So first things first: I know we set a limit of $2,000 on our Cheap Heap of the Week feature cars, but what good are rules if you don’t break them? This reasonably sound looking Volvo 850 Turbo Wagon is selling on CraigsList in Bend, OR for $2,250 – or just nice meal more than our limit. Cook at home for a few weeks to make up the difference.
Second: for those paying attention, my search preferences have apparently transitioned from tubby Ameican luxo-barges to Swedes. Not that there’s anything wrong with that. Unless you’ve been watching Season 2 of The Umbrella Academy – but I’ll let you figure that out for yourself.
Unlike many of our Cheap Heaps – I’ve actually got some experience with this one. In fact, the first station wagon my wife and I ever bought was this car – but in purple and known affectionately by her first grade students (not totally surprisingly) as the Purple People Eater. We bought it in 1999 with about 115,000 miles on it, and drove it for a couple of years before trading for a Saab 9-5 that was essentially new. The only problem we really had was that there was an incessant rattle under the floorboards every time you turned a corner.

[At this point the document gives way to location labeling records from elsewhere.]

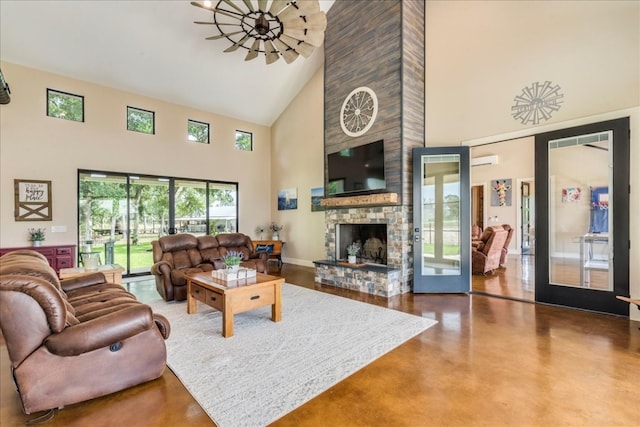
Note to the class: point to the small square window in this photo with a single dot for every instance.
(244, 141)
(198, 131)
(139, 120)
(64, 105)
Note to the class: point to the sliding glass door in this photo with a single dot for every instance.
(120, 214)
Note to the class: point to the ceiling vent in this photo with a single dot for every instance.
(486, 160)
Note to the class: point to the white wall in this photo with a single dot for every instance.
(34, 146)
(298, 162)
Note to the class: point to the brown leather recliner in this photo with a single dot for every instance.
(174, 256)
(486, 256)
(505, 249)
(76, 339)
(237, 242)
(177, 255)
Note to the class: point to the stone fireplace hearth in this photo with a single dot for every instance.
(389, 280)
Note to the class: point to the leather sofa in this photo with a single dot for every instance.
(486, 255)
(76, 339)
(177, 255)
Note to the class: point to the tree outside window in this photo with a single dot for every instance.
(198, 131)
(244, 140)
(64, 105)
(139, 120)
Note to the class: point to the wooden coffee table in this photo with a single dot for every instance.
(235, 296)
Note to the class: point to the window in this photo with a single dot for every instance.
(244, 140)
(64, 105)
(198, 131)
(141, 120)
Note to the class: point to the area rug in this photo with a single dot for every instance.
(268, 369)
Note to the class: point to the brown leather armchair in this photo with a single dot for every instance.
(505, 249)
(74, 340)
(486, 256)
(174, 256)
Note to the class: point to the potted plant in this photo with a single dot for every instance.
(352, 251)
(36, 235)
(232, 260)
(275, 228)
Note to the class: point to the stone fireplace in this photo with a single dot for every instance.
(387, 280)
(371, 239)
(393, 69)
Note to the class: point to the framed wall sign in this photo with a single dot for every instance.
(32, 200)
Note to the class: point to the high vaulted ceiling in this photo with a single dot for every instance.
(151, 48)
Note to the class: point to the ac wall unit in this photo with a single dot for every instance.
(486, 160)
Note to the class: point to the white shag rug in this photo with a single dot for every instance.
(268, 369)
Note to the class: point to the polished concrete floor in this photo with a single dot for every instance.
(488, 362)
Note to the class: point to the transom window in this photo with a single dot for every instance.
(139, 120)
(198, 131)
(244, 140)
(63, 105)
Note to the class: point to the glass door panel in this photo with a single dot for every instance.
(148, 219)
(442, 229)
(190, 202)
(102, 214)
(580, 228)
(223, 216)
(582, 202)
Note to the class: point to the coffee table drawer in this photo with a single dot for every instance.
(214, 300)
(249, 299)
(198, 293)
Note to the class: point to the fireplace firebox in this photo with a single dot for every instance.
(371, 240)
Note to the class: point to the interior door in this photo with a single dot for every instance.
(442, 220)
(582, 216)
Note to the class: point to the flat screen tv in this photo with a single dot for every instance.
(357, 169)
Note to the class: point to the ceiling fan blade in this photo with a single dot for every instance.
(313, 22)
(307, 7)
(314, 38)
(220, 36)
(195, 3)
(287, 52)
(237, 44)
(233, 5)
(271, 54)
(299, 46)
(254, 51)
(277, 6)
(249, 5)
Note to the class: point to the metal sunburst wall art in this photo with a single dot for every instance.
(275, 28)
(537, 102)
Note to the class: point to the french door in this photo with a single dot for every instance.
(120, 214)
(582, 216)
(442, 220)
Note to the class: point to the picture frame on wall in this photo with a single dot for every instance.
(288, 199)
(317, 193)
(32, 200)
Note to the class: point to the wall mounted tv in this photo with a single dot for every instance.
(357, 169)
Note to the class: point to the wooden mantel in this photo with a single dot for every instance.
(366, 200)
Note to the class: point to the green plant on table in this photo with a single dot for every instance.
(232, 258)
(36, 234)
(353, 249)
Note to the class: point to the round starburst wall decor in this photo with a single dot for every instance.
(537, 102)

Not really catastrophic in the grand scheme of things, and probably very fixable with a little patience (which I sorely lack in such circumstances).
This car obviously needs a good bath, but on the whole it appears remarkably intact and not completely horrible. While the ad doesn’t specify, it looks to me that the front seat upholstery has been replaced at some point in the car’s life, and the rears show a little more “patina”. There’s not indication of the condition of the carpet under the rubber mats, but new mats are readily available if there are carpeting sins to be hidden in a slightly less generic fashion. The seller does indicate that the windshield is new and that the AC and heat “work great”.

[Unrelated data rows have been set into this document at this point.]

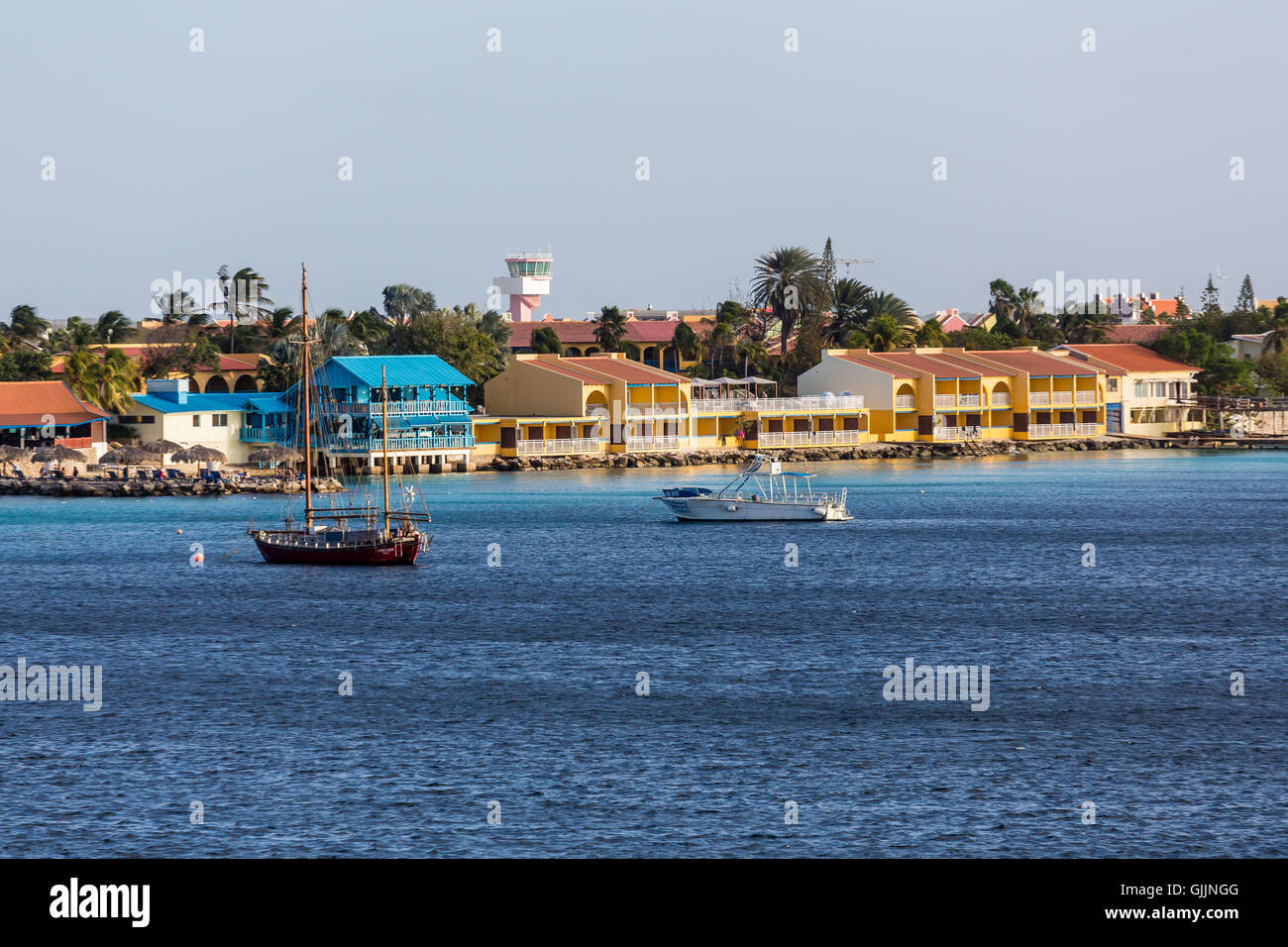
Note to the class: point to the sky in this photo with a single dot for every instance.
(1106, 162)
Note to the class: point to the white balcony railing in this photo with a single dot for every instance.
(1051, 429)
(653, 444)
(397, 407)
(809, 402)
(561, 445)
(809, 438)
(665, 408)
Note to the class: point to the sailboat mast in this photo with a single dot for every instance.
(384, 438)
(304, 392)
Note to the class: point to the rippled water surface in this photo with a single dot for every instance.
(518, 684)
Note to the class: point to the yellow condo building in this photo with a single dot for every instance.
(604, 403)
(953, 394)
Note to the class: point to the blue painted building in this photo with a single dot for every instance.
(428, 412)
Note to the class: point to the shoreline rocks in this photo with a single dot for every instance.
(867, 451)
(81, 486)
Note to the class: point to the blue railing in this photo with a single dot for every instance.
(263, 434)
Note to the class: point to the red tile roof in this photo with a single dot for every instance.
(583, 331)
(930, 364)
(24, 403)
(1137, 334)
(1035, 363)
(1131, 357)
(889, 368)
(625, 369)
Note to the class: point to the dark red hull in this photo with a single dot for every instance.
(399, 552)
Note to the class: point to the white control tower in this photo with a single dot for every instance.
(528, 281)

A slightly warped dash is not uncommon on these cars, and this one has it. As someone who likes to be coddled, I hope that the factory seat heaters still work. The Swedes do know how to keep their buns warm. The aftermarket Panasonic radio is probably better than the factory system, but appears a little dated by today’s standards, with a standard auxiliary jack and a (huh!) CD player – no sign of USB support here. Bluetooth? I’m guessing no, but a new single-DIN radio to replace this – even a pretty good one – is about $200 installed.
The 850 Turbo’s transverse-mounted inline-five cylinder motor delivered 222hp and 221 lb-ft of torque. That meant that the front wheels – with just a little bit of torque steer – could pull the car from stop to 60mph in just under 7 seconds and on to a top speed of about 145mph. The only real contemporary for this car as a performance wagon – at least on U.S. shores – was the Audi S6 which had comparable performance also from an inline-5. These days, the Audis command more of a premium, especially as the basic Volvo Turbo wagons were overshadowed my the more powerful T5-R which does indeed sell for some big money even is questionable condition.
While somewhat seen as the modern “younger brother” to the stodgy 240-series wagons here in the States, 850 Turbo Wagons were formidable competitors in European racing – most notable the British Touring Car Championship series. They were also the mid-90s “go to” vehicle for police forces throughout Europe because they were faster than just about anything criminals drove. Not bad references, especially for a $2,250 car.
We are big station wagon fans at my house, having owned something like seven of them over the years, even before kids. Heck – we even tried the minivan thing but went back to wagons because we are just car people at heart. The 850 Turbo was one of our favorites, because it has huge cargo capacity (absolutely cavernous if you fold the back seat down), has lots of get up and go, is easy to work on, nicely equipped, and just a little different than what most of the other soccer moms and dads drive. Did I mention that it’s fast? It also makes good engine noise. Need a fun hauler? Haul in this.